Ridley Scott’s creation is beautifully envisioned, the whole opening sequence moves serenly like a dream, as if Scott had to squeeze in all the tranquility and beauty of space, before you’re subjected to the planet’s cruel atmosphere and the eerie images of the derelict spacecraft holding its awful secrets inside. Even the scariest aspect of the film, the alien itself was ingeniously designed by Geiger, his disturbing designs created the perfect alien for a sophisticated horror film and Scott’s lighting and editing slowly reveals the alien’s unravelling form bit by bit, until the viewer is awarded with a full, yet brief, appearance at the end. Watching it now, some alien shots are noticable as a man in a suit hidden by shadows, but lets not forget this is a 32 year old film that still looks ahead of its time. I’m also a firm beliver that to create great suspense and deliver true fear, if delivered right, less is more.

All this elevated the movie to a slick and smooth suspenseful horror teaming with special effects created to a budget of $8.4 million. Scott has admitted that the smaller budget pushed creativity in his film. The scene of the derelict spacecraft and alien remains, known as the ’space jockey’ looked like a vast set piece; in reality, only one wall of the alien craft was constructed and the space jockey would be rotated inbetween takes giving the impression of a whole room. Further creativity meant the autopsy of the face hugger used real shellfish for its insides adding to the realism.
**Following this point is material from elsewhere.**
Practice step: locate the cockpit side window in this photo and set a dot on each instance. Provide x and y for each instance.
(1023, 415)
For me, Alien is the scariest movie ever, it left a lasting effect on me in the 80s. Creating an absolute perfect monster and Scott’s ability to conceive a stylish, claustrophobic and tense atmosphere has made the Alien legend and franchise hold. As a sci fi film it excelled in creating a relasitic human world clashing against the surreal alien realities from the mind of Geiger. The film holds as a strong sci fi and horror movie; heres hoping Prometheus continues in its footsteps.

2 thoughts on “Alien (1979)”

  1. This is a well-structured review. I especially like your analysis of the casting and also the special effects employed in the film. Speaking of horror movies, have you seen The Exorcist and The Thing? Would love to hear your thoughts on these movies.

  2. Perfect review!!! Certainly a well written movie and directed how many more should be these days. How many movies do we now watch that you know the end story after the first 5 minutes.